Functions of the Financial System:
From the above brief description it is easy to understand that the existence of a sound financial system is a pre-requisite for rapid economic development. A well- developed financial system can contribute significantly to the acceleration of economic development through three routs.
One, technical progress is endogenous; human and physical capital are its important sources; and the increase in them require higher saving and investment, which the financial system helps to achieve.
Two, the financial system contributes to economic development not only via technical progress but also in its own right. The economic development greatly depends upon the rate of capital formation. The relationship between capital and output is strong, direct and monotonic. Capital formation depends on whether finance is made available in time, in adequate quantity, and on favourable terms - all of which a good financial system could achieve.
Three, it also enlarges the market over space and time; it enhances the efficiency of the function of exchange and thereby helps in economic development. In order to play such a crucial role in economic development, a financial system performs following functions:
i) An important function of a financial system to link the savers and investors and thereby help in mobilising and allocating the savings efficiently and effectively.
By acting as an efficient conduct for allocation of resources, it permits continuous upgradation of technologies for promoting growth on a sustained basis.
ii) A financial system not only helps is selecting projects to be funded but also inspires the operators to monitor the performance of the investment. It provides a payment mechanism for the exchange of goods and services and transfers economic resources through time and across geographic regions and industries.
iii) One of the important functions of a financial system is to achieve optimum allocation of risk bearing. It limits, pools and trades the risk involved in mobilising savings and allocating credit. An efficient financial system aims at containing risk within acceptable limits and reducing the cost of gathering and analysing information to assist operators in taking decisions carefully.

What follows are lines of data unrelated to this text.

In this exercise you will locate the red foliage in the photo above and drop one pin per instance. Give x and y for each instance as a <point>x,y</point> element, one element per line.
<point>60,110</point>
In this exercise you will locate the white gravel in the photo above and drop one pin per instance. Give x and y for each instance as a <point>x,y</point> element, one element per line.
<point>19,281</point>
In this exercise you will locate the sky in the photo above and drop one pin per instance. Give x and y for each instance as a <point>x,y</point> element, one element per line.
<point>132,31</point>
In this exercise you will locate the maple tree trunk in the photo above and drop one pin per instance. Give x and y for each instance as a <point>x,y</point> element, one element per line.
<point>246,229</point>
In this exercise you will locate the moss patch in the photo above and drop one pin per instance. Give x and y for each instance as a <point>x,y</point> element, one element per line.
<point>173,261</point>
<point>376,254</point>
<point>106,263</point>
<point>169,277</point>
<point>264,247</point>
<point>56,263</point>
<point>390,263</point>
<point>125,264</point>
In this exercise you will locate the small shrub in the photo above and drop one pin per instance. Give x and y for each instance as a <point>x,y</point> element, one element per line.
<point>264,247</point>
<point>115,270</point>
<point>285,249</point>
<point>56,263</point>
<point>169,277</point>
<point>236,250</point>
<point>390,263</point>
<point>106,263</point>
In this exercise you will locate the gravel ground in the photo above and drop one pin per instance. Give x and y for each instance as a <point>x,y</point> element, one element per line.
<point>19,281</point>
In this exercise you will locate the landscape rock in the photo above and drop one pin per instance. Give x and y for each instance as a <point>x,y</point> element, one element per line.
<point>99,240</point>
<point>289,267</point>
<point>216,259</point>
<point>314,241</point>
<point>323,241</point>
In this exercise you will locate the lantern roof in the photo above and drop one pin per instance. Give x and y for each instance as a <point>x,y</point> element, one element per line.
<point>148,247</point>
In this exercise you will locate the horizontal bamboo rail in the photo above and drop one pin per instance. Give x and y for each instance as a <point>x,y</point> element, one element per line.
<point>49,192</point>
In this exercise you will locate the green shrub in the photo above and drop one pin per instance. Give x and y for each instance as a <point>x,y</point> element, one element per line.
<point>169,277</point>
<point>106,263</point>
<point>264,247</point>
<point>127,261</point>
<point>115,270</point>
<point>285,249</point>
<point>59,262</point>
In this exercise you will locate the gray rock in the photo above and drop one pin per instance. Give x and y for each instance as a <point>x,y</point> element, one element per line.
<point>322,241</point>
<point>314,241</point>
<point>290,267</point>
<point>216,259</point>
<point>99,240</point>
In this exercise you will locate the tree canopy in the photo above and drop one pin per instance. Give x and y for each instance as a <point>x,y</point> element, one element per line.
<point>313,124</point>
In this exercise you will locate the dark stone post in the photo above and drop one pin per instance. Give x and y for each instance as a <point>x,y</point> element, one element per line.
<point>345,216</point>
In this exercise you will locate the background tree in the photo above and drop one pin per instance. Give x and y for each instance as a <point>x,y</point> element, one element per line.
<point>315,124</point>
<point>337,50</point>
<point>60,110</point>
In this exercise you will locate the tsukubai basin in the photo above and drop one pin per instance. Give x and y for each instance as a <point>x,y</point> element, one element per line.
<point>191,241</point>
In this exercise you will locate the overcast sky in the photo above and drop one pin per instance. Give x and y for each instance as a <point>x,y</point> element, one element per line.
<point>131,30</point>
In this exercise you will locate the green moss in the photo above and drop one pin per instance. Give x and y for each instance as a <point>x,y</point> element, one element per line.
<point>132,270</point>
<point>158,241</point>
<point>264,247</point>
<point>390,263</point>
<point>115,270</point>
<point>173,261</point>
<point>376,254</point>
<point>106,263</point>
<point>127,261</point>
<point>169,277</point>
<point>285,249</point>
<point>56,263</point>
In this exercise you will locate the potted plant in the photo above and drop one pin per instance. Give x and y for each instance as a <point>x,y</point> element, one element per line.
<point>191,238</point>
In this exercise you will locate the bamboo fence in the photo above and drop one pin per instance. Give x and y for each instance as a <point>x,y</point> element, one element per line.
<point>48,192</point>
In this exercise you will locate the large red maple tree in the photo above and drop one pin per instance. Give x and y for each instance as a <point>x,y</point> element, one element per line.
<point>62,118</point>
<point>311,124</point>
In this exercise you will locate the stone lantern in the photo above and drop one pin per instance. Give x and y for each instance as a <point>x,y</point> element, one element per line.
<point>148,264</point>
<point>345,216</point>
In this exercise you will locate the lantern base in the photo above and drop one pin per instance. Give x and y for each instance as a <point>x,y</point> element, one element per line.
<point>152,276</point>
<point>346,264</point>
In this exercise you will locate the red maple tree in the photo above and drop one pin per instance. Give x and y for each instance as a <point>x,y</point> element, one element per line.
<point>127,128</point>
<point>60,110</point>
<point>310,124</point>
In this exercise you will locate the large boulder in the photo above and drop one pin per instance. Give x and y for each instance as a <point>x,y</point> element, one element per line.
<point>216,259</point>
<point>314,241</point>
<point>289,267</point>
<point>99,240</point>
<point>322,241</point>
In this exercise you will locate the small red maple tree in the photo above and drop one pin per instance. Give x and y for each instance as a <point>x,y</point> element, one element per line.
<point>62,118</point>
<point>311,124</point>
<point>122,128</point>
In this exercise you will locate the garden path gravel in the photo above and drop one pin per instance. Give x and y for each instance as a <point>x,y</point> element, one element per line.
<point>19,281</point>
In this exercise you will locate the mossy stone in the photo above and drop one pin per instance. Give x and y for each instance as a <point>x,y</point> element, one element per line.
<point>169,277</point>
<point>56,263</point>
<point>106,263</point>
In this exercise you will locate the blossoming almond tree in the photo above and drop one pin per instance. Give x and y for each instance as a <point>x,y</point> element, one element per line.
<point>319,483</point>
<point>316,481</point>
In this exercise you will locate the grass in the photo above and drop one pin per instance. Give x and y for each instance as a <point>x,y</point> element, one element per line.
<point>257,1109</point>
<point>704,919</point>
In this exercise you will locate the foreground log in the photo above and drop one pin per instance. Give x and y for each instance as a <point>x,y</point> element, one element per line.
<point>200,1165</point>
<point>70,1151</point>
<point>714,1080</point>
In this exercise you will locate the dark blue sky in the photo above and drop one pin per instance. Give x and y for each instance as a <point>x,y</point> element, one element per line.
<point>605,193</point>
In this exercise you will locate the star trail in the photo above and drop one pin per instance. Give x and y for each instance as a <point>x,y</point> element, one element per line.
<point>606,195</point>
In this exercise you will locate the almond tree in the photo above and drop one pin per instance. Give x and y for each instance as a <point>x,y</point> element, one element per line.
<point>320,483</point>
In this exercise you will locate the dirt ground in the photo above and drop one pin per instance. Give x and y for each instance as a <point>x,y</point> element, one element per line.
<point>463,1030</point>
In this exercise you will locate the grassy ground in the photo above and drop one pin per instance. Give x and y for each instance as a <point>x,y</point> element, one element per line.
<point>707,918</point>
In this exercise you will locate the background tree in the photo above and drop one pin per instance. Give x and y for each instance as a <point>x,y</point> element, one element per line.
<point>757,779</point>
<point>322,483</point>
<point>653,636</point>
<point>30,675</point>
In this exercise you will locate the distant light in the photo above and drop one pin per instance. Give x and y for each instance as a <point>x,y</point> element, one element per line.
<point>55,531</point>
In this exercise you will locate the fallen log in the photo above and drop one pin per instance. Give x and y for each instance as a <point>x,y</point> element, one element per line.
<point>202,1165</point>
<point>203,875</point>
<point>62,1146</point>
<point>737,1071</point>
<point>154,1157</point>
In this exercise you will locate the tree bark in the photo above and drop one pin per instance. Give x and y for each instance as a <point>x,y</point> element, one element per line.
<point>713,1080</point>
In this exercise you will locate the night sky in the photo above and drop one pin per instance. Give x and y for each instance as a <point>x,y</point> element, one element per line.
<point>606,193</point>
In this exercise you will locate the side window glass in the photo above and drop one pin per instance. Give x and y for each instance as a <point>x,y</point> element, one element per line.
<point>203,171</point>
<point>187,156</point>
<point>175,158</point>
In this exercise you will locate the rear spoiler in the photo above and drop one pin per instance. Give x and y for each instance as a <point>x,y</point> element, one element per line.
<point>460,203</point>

iv) It makes available price-related information which is a valuable assistance to those who need to take economic and financial decisions.
v) A financial system minimises situations where the information is asymmetric and likely to affect motivations among operators or when one party has the information and the other party does not.

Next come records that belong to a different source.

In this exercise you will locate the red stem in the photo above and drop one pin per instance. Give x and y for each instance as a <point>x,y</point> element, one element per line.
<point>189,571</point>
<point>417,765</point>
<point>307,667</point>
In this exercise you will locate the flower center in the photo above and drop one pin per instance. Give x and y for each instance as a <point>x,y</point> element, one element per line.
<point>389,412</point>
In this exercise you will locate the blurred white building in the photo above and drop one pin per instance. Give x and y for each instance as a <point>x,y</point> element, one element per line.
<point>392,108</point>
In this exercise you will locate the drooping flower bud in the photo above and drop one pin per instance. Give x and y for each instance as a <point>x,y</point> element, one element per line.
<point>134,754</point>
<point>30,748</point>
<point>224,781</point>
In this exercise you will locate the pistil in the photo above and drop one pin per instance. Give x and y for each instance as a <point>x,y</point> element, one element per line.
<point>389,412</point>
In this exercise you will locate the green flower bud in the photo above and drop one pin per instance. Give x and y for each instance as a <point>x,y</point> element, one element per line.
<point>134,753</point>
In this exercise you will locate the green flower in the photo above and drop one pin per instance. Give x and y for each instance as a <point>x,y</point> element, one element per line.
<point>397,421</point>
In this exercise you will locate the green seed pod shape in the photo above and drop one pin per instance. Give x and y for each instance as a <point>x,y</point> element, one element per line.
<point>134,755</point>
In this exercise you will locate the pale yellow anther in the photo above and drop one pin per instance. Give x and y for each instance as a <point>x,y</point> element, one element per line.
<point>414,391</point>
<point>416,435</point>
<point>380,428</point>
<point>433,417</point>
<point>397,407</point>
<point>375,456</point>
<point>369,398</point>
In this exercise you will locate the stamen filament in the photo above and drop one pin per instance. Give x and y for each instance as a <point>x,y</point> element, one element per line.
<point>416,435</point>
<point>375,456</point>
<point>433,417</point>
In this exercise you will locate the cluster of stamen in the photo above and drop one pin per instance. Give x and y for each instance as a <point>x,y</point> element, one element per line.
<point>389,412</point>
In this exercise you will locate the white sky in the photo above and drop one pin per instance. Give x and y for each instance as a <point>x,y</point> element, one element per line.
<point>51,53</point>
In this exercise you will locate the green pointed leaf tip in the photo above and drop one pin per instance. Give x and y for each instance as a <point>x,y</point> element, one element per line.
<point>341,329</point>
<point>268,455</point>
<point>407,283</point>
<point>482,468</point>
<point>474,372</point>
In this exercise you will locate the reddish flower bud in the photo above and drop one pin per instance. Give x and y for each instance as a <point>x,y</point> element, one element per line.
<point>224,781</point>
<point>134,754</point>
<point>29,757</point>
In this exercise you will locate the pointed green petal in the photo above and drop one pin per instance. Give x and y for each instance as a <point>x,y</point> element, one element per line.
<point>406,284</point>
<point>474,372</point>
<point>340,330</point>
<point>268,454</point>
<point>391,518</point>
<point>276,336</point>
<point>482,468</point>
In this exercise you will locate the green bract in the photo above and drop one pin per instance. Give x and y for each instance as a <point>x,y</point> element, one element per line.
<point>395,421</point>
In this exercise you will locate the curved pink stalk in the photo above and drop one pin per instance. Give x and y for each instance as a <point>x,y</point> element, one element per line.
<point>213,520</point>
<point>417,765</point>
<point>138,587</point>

vi) A financial system provides financial services such as insurance and pension and offers portfolio adjustment facilities.
vii) A financial system helps in the creation of a financial structure that lowers the cost of transactions. This has a beneficial influence on the rate of return to savers. It also reduces the cost of borrowing. Thus the system generates an impulse among the people to save more.
viii) A well-functioning financial system helps in promoting the process of financial deepening and broadening. Financial deepening refers to an increase of financial assets as percentage of the gross domestic product. Financial broadening refers to building an increasing number and a variety of participants and instruments.